Saturday, January 10, 2015

A world of possibility is mine

Running through the woods this morning it was 18 degrees and breezy. These are the sort of conditions that allow the part of me that desperately needs to be seen as a hardass to smile ear to ear. 

At the same time, I found myself feeling incredibly disconcerted. There was no reason for it this morning. My client session at 7:30 had gone great. I saw a friend of mine in the gym who I'm relieved is back to working out. I slept through the night and yet there it is again- discomfort. This concept of "just being", what does it mean to me really?

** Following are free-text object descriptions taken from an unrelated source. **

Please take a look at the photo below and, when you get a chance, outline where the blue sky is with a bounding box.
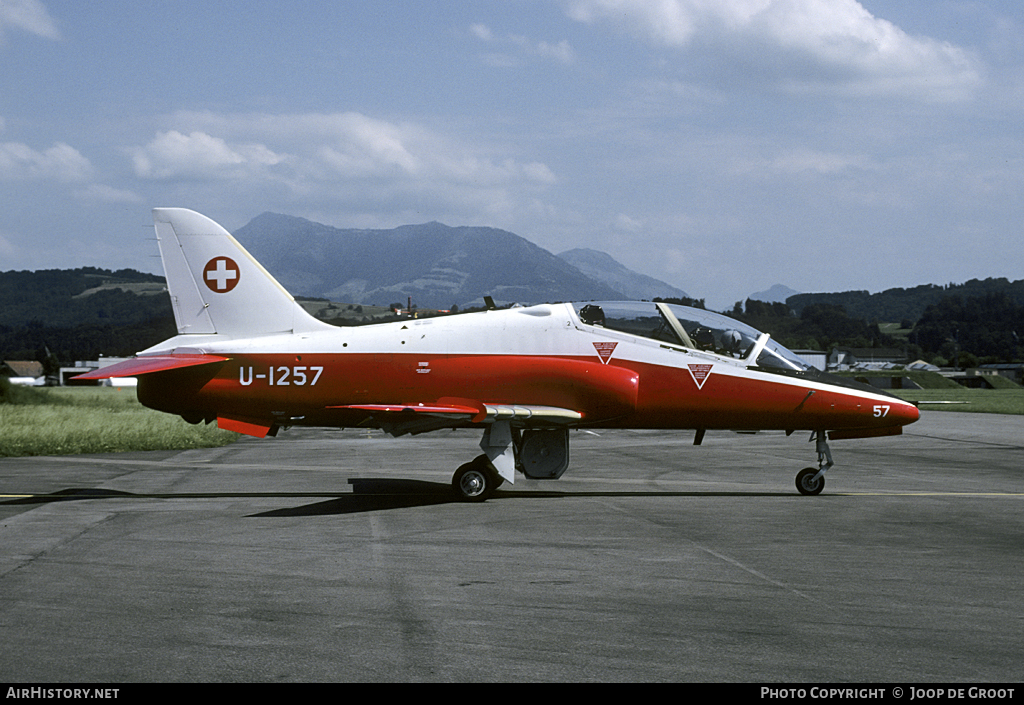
[1,1,1022,309]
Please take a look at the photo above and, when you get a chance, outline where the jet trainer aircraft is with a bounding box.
[78,208,920,501]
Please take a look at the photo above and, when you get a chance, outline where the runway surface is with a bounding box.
[1,411,1022,682]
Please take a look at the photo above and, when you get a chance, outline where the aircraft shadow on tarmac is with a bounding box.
[255,479,458,516]
[256,480,799,517]
[3,479,799,516]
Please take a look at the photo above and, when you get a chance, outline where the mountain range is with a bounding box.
[232,213,687,309]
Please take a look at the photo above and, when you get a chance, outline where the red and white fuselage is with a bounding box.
[127,302,918,436]
[78,208,919,498]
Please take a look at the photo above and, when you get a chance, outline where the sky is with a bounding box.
[1,0,1022,310]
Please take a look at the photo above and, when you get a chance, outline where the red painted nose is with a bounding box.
[892,399,921,426]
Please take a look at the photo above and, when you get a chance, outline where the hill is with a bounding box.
[0,267,167,329]
[749,284,800,304]
[787,279,1024,323]
[0,267,175,362]
[557,248,687,300]
[233,214,626,309]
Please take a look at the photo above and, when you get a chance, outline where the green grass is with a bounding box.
[982,374,1022,390]
[0,381,237,457]
[894,388,1024,415]
[831,368,1024,414]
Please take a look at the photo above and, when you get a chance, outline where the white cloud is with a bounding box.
[566,0,981,100]
[727,147,875,177]
[123,111,559,226]
[614,213,644,232]
[130,130,283,180]
[470,23,492,41]
[768,149,873,175]
[471,22,576,65]
[0,141,92,182]
[536,39,576,65]
[0,0,60,42]
[131,112,556,189]
[312,113,421,177]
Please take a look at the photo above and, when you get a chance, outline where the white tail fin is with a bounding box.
[153,208,327,337]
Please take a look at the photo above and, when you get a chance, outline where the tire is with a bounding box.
[795,467,825,496]
[452,459,497,502]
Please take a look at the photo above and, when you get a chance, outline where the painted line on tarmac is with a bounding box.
[838,492,1024,496]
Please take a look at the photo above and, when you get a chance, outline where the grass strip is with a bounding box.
[895,389,1024,415]
[1,382,236,457]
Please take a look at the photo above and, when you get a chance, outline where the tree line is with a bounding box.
[732,292,1024,365]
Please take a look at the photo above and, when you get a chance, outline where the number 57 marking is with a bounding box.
[873,405,890,418]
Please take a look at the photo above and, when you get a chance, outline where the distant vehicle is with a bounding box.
[6,377,43,387]
[78,209,920,500]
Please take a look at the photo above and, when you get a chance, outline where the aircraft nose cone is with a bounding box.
[894,399,921,425]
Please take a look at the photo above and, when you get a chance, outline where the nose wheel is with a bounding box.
[796,467,825,495]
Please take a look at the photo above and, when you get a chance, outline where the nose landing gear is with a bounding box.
[796,430,833,496]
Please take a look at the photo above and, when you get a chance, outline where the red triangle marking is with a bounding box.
[593,342,618,364]
[687,364,714,390]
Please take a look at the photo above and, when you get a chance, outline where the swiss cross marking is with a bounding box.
[593,342,618,364]
[204,257,240,293]
[687,364,714,390]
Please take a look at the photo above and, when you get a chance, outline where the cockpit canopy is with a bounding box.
[572,301,812,372]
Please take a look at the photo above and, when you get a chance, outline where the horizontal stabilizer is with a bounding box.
[73,354,228,380]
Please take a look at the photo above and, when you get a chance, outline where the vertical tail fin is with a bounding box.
[153,208,326,337]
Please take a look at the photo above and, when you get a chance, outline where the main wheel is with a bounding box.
[795,467,825,496]
[452,458,498,502]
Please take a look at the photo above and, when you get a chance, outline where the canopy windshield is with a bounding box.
[572,302,811,372]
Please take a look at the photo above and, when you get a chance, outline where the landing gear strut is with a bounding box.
[796,430,833,496]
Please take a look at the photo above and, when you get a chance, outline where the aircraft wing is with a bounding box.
[331,399,582,437]
[73,354,229,380]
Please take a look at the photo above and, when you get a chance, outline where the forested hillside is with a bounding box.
[0,268,174,362]
[912,293,1024,363]
[787,278,1024,323]
[730,300,898,353]
[741,280,1024,364]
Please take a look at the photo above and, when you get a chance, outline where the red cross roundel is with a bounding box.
[203,257,240,293]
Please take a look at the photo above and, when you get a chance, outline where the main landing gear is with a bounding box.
[796,430,834,496]
[451,455,504,502]
[449,421,571,502]
[451,420,515,502]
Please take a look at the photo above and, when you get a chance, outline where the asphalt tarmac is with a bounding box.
[1,411,1022,683]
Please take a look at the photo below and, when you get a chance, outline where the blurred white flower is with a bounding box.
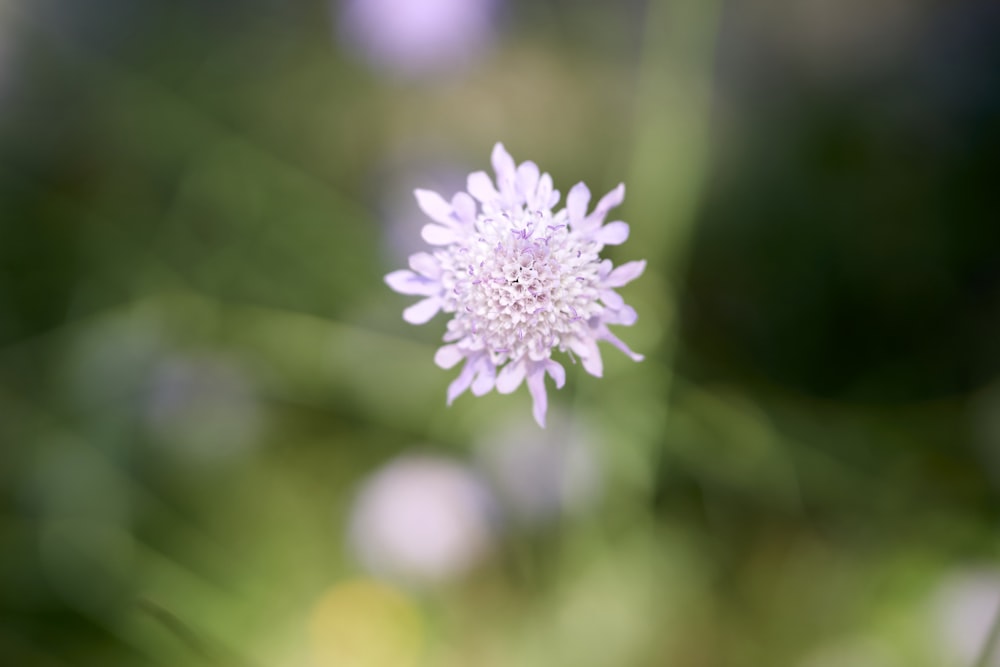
[348,455,495,586]
[930,568,1000,667]
[337,0,499,77]
[476,411,601,524]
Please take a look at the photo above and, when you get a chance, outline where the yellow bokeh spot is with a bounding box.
[309,579,423,667]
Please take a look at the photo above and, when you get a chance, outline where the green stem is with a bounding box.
[624,0,722,490]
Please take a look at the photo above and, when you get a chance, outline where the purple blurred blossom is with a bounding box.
[337,0,499,77]
[930,568,1000,666]
[348,454,495,586]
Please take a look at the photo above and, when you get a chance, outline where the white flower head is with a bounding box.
[348,455,495,586]
[385,143,646,427]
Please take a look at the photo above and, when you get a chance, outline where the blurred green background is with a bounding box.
[1,0,999,665]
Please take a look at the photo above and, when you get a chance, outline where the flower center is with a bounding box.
[441,213,604,364]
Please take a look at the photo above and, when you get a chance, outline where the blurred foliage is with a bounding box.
[1,0,999,666]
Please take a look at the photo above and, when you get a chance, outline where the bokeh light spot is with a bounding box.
[308,579,423,667]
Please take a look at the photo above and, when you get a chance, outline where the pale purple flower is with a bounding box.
[347,455,495,586]
[337,0,498,77]
[930,568,1000,666]
[385,143,646,427]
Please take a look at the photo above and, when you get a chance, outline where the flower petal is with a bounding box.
[604,260,646,288]
[569,337,603,377]
[526,367,549,428]
[421,224,459,245]
[447,361,476,405]
[545,359,566,388]
[451,192,477,224]
[605,304,638,326]
[594,221,630,246]
[529,172,554,210]
[467,171,499,204]
[589,183,625,222]
[600,289,625,310]
[471,361,496,396]
[385,270,439,296]
[566,182,591,227]
[516,161,540,200]
[495,360,526,393]
[434,344,464,369]
[491,143,516,182]
[599,327,644,361]
[546,185,561,209]
[414,189,454,225]
[402,297,441,324]
[408,252,441,278]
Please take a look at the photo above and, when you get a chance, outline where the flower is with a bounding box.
[930,568,1000,667]
[347,455,495,586]
[385,143,646,427]
[336,0,498,77]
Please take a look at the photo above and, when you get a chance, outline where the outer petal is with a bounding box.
[516,161,540,200]
[598,327,644,361]
[491,143,517,182]
[593,221,630,246]
[546,184,561,210]
[414,189,454,225]
[434,344,465,369]
[600,289,625,310]
[495,360,526,394]
[605,304,638,326]
[451,192,477,224]
[471,361,496,396]
[408,252,441,278]
[526,366,549,428]
[587,183,625,225]
[467,171,499,204]
[545,359,566,388]
[526,171,552,211]
[421,224,459,245]
[384,270,439,296]
[447,361,476,405]
[604,260,646,288]
[402,297,441,324]
[569,337,603,377]
[566,182,591,227]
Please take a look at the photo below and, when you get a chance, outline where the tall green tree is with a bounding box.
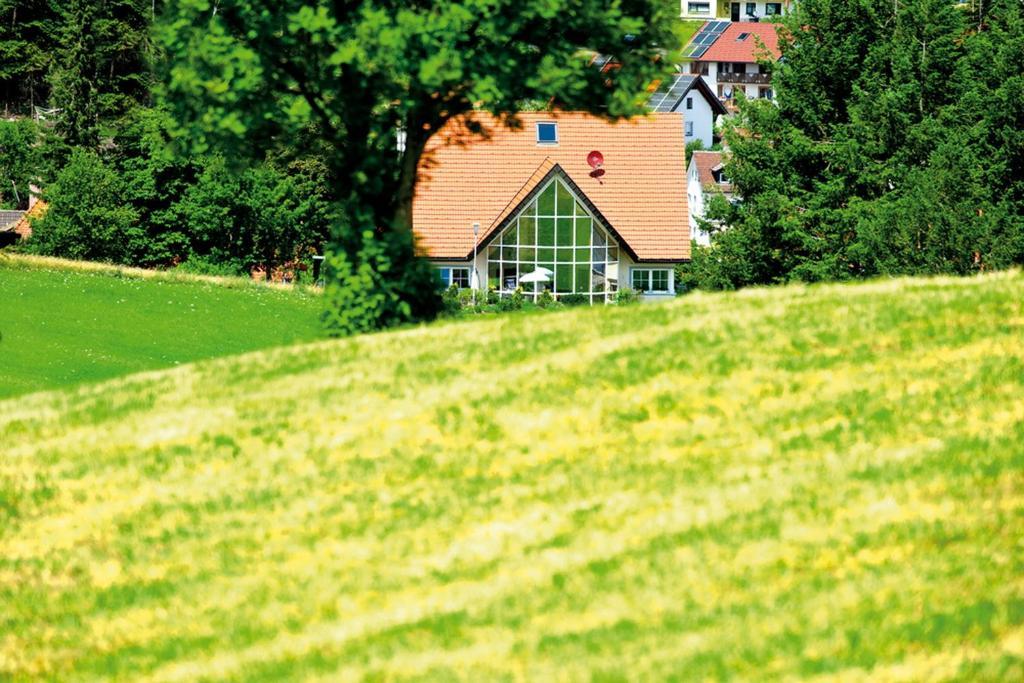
[0,0,59,115]
[0,118,40,208]
[48,0,157,146]
[159,0,679,335]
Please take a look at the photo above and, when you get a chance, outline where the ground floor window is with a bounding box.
[631,268,671,294]
[687,2,711,14]
[437,267,470,288]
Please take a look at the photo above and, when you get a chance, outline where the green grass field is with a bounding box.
[2,272,1024,681]
[0,255,323,399]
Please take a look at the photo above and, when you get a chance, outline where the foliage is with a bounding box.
[537,289,557,308]
[684,0,1024,290]
[0,0,60,115]
[1,0,156,122]
[441,283,461,316]
[320,228,443,336]
[684,138,705,167]
[0,254,323,398]
[25,105,335,271]
[0,118,40,208]
[2,272,1023,678]
[27,148,141,261]
[613,287,639,305]
[174,253,246,278]
[159,0,681,335]
[558,293,590,306]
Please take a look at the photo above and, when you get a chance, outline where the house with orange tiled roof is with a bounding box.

I'm an adventurer, a singer, an athlete, a dancer. My realtionship with my identity has been fraught with stress as long as I've been a conscious being. This idea that we should always strive for this Zen-like ideal of being strikes me a ever more unrealistic. Further I find the idea exhausting the older I get.  

I think that's because I've missed the point all this time! What if "just being" has less to do with serenity and more to do with acceptance and love of the person I already am? I have a hunger for more that drives me forward constantly. What kind of things could I accomplish if I wasn't trying to damper that fire and ambition? Chances are if I fully embraced my intensity I'd find myself in places and situations only dreamt of before. 

When I look at it from that angle I don't find the pursuit of being quite as tedious! It seems joyous and full. Being seems like a virtuous and exciting goal that doesn't require stillness that the yogis would convince you it does. I am passionate about a million different things and certain about few.  I choose to love carefully and fully.  I want to try on all my dreams a while to see which ones feel like me. I will lift till I break, run till I reach the peak and stand at the corner of the universe holding hands with the man I love.

I'm learning to "be" and it's not a quiet act, and that's just fabulous with me!